Four algorithms—PALLAS [10], MARVIN [9], ACD/pK _a [5] and SPARC [17]—were applied to the datasets in order to predict pK _a values, and their performances in statistical accuracy tests were compared. As expected, the calculated values of pK _a,pred agreed well with the experimental values of pK _a,exp.

Fitted residual evaluation can be an efficient tool to use when building and testing a regression model. The predictive power of each prediction algorithm was evaluated by comparison with experimental data taken from the literature. Altogether, 64 drugs and other organic molecules with complex and diverse structural patterns were used as an external and realistic test set. The quality of the prediction models used by the algorithm was measured using six main statistical parameters, F _exp, R ², \(R^{2}_{{\text{P}}} \), MEP, AIC, and s(e) in pK _a units. The results are presented in Table 2.

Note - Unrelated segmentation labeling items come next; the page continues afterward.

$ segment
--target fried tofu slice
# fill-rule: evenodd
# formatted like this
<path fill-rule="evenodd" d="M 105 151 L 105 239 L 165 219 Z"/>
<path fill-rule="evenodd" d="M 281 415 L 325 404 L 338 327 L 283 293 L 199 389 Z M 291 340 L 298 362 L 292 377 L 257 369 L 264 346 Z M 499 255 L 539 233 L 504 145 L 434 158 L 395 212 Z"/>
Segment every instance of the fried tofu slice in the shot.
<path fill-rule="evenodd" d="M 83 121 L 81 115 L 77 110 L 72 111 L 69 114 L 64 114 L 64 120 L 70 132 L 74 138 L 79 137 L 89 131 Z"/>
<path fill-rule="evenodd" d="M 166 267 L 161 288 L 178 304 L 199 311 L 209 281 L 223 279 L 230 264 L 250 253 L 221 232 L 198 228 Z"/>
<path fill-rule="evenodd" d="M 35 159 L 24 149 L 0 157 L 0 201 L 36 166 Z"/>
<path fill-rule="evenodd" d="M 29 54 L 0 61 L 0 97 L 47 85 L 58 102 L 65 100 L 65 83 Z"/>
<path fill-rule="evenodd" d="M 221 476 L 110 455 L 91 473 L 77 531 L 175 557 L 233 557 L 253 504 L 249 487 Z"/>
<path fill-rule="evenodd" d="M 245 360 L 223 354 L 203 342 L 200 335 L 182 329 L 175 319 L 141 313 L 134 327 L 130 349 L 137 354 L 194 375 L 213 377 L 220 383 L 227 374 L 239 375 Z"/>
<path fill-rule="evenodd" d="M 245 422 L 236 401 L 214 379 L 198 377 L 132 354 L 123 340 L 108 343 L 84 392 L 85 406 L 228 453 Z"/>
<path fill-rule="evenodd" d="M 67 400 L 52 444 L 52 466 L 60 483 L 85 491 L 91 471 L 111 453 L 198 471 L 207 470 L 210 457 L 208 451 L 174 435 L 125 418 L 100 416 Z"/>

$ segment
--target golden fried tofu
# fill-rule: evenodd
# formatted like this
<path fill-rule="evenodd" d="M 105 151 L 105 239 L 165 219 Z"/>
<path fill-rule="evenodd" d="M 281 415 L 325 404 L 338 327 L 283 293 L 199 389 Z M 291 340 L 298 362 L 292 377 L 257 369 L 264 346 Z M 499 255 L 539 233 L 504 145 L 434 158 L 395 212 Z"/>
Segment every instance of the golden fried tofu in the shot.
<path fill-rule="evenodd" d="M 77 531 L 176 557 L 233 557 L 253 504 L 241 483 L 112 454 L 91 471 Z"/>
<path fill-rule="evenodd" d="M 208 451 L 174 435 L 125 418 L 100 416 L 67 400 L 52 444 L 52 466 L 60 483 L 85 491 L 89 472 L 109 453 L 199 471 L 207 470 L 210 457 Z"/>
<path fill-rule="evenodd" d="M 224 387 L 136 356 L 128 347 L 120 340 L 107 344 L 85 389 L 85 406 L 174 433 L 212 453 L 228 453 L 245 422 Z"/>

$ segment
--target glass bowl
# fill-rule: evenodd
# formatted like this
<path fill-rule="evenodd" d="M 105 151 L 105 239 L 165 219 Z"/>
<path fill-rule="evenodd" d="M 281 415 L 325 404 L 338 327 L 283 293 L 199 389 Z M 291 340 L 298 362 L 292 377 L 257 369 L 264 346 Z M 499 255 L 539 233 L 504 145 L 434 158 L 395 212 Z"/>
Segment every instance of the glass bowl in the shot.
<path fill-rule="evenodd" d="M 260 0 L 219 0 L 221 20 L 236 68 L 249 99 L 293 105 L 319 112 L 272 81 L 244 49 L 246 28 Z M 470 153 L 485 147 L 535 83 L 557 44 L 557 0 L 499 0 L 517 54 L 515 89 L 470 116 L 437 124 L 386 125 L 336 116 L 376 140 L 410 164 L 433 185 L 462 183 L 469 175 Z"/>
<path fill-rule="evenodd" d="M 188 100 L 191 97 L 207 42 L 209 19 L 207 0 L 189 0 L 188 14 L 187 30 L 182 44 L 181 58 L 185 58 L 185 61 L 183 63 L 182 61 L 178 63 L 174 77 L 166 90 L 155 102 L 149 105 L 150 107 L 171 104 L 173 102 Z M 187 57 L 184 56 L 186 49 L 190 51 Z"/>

Table 2 Accuracies of the predicted pK _a values calculated using the four algorithms PALLAS, MARVIN, ACD and SPARC (evaluated using the REGDIA program)

Full size table

Analysis of dataset a

The correlations between the values of pK _a calculated by each of the four algorithms used and the experimental pK _a values with outliers are shown in Table 2. Figure 1a–d illustrate preliminary analyses of the goodness-of-fit for each model, while Fig. 1e–h show the Williams graphs used to identify and remove outliers. In addition to these graphical analyses, the regression diagnostics for the fitness tests shown in Table 2 show the quality of pK _a prediction: the highest values of R ² and \(R^{2}_{{\text{P}}} \) in Fig. 4, the lowest values of MEP and s(e), and the most negative value of AIC in Fig. 5 and Table 2 all show that the ACD/pK _a algorithm used for pK _a prediction offers the best predictive power and the most accurate results.

Proposed regression model

The predicted vs. experimentally observed pK _a values for the dataset examined are plotted in Fig. 1a–d, while the numerical results are shown in Table 2. The data points are distributed evenly around the diagonal in the figures, implying consistent error behavior for the residual value. The slope and the intercept of the linear regression are optimal; the slope estimates for the four algorithms used are β ₁(s ₁)=0.95 (0.06, R), 0.90(0.04, R), 1.06 (0.03, R), 1.10 (0.11, R), where A or R mean that the tested null hypothesis H₀: β ₀ = 0 vs. H_A: β ₀ ≠ 0 and H₀: β ₁ = 1 vs. H_A: β ₁ ≠ 1 was Accepted or Rejected; the standard deviation of the estimated parameter is given in parentheses. Upon removing the outliers from the dataset, these estimates improve to 0.96 (0.05, R), 0.86 (0.03, R), 1.04 (0.02, R), 1.12 (0.06, R). The estimated intercepts are β ₀(s ₀)=0.46 (0.49, A), 0.78 (0.32, R), −0.50 (0.23, R), −0.93 (0.89, A), and after removing outliers from the dataset they are 0.28(0.45, A), 1.07(0.24, R), −0.35(0.20, A), −1.24(0.44, R). Here A or R mean that the tested null hypothesis H₀: β ₀ = 0 vs. H_A: β ₀ ≠ 0 and H₀: β ₁ = 1 vs. H_A: β ₁ ≠ 1 was Accepted or Rejected. The slope is almost equal to one for all four algorithms, and the intercept is almost equal to zero for all four algorithms. The Fisher–Snedecor F-test of overall regression for the four prediction algorithms in Fig. 4 yields calculated significance levels of P = 9.58 × 10⁻¹², 2.15 × 10⁻¹⁵, 2.75 × 10⁻¹⁹, 4.58 × 10⁻⁹, and after removing the outliers from the dataset these significance levels changed to P = 1.57 × 10⁻¹¹, 1.87 × 10⁻¹⁵, 1.08 × 10⁻¹⁸, 8.09 × 10⁻¹³, meaning that all four algorithms proposed significant regression models. The highest F-test value was obtained using the ACD/pK _a algorithm, which therefore gave the best prediction of pK _a,pred.

Correlation

The quality of the regression models yielded by the four algorithms was measured using the two statistical characteristics of correlation shown in Fig. 4 and Table 2; i.e., R ² = 92.83%, 96.58%, 98.67%, 84.26% and R ² = 95.52%, 98.23%, 99.07%, 96.23% before and after removing the outliers from the dataset, respectively, while the predicted determination coefficient \(R^{2}_{{\text{P}}} \) = 80.28%, 91.19%, 96.57%, 66.57% and \(R^{2}_{{\text{P}}} \) = 89.33%, 95.07%, 97.25%, 91.13% before and after removing the outliers from the dataset, respectively. R ² is high for all four algorithms and this indicates that they are all able to interpolate within the range of pK _a values associated with the examined dataset. The highest values of R ² and \(R^{2}_{{\text{P}}} \) are exhibited by the ACD/pK _a algorithm.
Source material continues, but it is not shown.